Edinburgh Engineering Virtual Library (EEVL) project was started in August 1995 and the core database went live in September 1996. Its objective was to provide a free guide to specialist engineering resources to UK higher education institutions. It focused primarily on UK based resources.
It was part of the Electronic Libraries Programme (eLib) which was funded by the Joint Information Systems Committee (JISC)
The main team was based at Heriot Watt University in Edinburgh, with additional input from staff at the University of Edinburgh, Imperial College, Cambridge University, Nottingham Trent University, Sheffield University, Cranfield University and the IEE.

Resources were classified using a scheme based on Ei codes. An abstract and keywords were also provided for each item.
The main subject classifications used were:
Aerospace & Defence Engineering, Bioengineering, Chemical Engineering, Civil Engineering, Electrical, Electronic and Computer Engineering, Engineering General, Engineering Design, Environmental Engineering, Manufacturing Engineering, Materials Engineering, Mechanical Engineering and Related Industries, Mining, Nanotechnology, Petroleum & Offshore Engineering.
As the number of resources increased these headings were divided into subheadings as necessary.

EEVL also classified resources by type.
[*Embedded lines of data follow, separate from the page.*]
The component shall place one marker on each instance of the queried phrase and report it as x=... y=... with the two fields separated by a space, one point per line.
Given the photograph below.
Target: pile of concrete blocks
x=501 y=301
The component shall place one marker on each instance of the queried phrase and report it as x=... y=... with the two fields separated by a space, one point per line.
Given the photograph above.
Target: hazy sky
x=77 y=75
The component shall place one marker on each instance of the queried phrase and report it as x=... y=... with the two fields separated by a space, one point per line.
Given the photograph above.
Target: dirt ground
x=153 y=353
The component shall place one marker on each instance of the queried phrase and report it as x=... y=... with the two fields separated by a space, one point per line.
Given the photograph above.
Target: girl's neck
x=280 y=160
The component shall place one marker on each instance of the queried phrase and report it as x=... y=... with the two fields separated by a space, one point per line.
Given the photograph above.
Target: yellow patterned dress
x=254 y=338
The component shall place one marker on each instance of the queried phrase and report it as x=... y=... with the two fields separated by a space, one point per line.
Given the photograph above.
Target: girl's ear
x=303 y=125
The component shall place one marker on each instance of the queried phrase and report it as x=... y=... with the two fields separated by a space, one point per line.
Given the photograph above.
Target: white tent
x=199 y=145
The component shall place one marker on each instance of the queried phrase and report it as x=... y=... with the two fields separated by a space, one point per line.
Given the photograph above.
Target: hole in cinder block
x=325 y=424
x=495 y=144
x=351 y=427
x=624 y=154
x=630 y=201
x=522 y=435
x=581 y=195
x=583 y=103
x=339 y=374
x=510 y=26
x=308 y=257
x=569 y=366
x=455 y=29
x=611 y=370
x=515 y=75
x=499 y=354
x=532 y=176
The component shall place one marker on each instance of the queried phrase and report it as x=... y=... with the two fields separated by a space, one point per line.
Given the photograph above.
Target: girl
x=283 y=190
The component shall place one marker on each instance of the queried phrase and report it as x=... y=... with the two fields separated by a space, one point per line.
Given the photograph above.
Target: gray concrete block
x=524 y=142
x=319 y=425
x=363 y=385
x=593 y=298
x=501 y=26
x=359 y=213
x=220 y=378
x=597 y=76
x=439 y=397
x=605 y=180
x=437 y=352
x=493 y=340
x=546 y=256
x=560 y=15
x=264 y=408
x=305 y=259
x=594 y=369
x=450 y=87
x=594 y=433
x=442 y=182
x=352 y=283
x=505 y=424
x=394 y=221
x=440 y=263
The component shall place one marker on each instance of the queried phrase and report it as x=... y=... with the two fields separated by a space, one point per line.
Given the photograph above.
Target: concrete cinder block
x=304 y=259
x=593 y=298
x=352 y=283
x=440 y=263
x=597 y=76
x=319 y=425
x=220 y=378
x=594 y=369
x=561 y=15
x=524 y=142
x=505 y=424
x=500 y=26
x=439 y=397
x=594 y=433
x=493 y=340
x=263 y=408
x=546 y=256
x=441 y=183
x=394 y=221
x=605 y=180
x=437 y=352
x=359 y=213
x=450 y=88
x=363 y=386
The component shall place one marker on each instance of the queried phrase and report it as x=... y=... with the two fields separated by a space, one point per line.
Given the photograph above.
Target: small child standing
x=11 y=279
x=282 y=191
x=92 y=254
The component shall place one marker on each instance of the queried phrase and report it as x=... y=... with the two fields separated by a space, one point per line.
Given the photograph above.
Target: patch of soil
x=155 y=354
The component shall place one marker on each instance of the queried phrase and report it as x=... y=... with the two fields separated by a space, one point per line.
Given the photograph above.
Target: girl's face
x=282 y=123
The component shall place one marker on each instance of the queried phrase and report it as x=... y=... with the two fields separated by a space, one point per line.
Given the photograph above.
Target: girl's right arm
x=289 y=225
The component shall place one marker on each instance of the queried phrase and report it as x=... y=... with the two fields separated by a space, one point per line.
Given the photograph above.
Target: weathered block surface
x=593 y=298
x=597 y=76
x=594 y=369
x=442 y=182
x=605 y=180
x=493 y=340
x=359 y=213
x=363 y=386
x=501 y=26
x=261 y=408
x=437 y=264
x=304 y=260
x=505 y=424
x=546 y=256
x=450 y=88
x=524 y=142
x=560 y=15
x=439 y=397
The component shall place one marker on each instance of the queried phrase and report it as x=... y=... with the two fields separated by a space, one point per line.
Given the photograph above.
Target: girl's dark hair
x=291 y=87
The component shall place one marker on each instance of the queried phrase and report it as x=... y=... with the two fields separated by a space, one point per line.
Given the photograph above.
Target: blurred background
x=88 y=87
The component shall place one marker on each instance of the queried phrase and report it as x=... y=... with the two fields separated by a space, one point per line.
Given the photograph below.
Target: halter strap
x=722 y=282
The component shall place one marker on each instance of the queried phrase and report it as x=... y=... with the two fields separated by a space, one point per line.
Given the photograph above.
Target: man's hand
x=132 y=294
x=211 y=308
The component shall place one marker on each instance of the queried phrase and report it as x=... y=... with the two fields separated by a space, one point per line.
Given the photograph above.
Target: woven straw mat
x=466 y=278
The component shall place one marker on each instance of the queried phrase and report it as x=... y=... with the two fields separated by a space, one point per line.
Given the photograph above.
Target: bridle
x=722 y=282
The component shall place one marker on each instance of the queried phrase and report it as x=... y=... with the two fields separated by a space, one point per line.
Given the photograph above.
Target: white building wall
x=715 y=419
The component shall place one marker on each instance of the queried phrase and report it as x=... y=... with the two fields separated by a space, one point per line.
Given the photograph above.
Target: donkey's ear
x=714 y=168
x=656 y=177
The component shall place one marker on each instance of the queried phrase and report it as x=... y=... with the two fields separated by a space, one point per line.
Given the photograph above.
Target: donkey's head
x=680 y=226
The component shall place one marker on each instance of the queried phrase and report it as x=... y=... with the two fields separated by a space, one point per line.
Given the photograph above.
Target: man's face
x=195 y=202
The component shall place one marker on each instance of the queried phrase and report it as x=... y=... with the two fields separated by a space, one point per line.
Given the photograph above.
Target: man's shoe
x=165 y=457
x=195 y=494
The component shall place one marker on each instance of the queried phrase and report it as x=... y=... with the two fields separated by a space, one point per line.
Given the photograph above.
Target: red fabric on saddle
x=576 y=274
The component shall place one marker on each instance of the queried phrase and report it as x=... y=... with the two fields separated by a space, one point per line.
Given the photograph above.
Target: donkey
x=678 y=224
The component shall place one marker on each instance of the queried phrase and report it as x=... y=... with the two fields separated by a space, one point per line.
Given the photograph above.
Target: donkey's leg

The types used were:
Commercial, Society/Institution, Higher Education, Resource Guide/Directory, E-journal/Newsletter, Governmental, Document, Research Project/Centr, Mailing/Discussion List, Software, Database/Databank, Training Materials, Reference, Recruitment/Employment, Patents/Standards, Conference/Meeting Announcements, Frequently Asked Questions, Video, Library Catalogues

EEVL also provided additional services such as a search engine for electronic journals, EESE.

In 1999 the project expanded to become an Engineering, Mathematics and Computing (EMC) Hub as part of the Resource Discovery Network.

In 2006 it became Intute Engineering as the RDN Hubs merged to form Intute.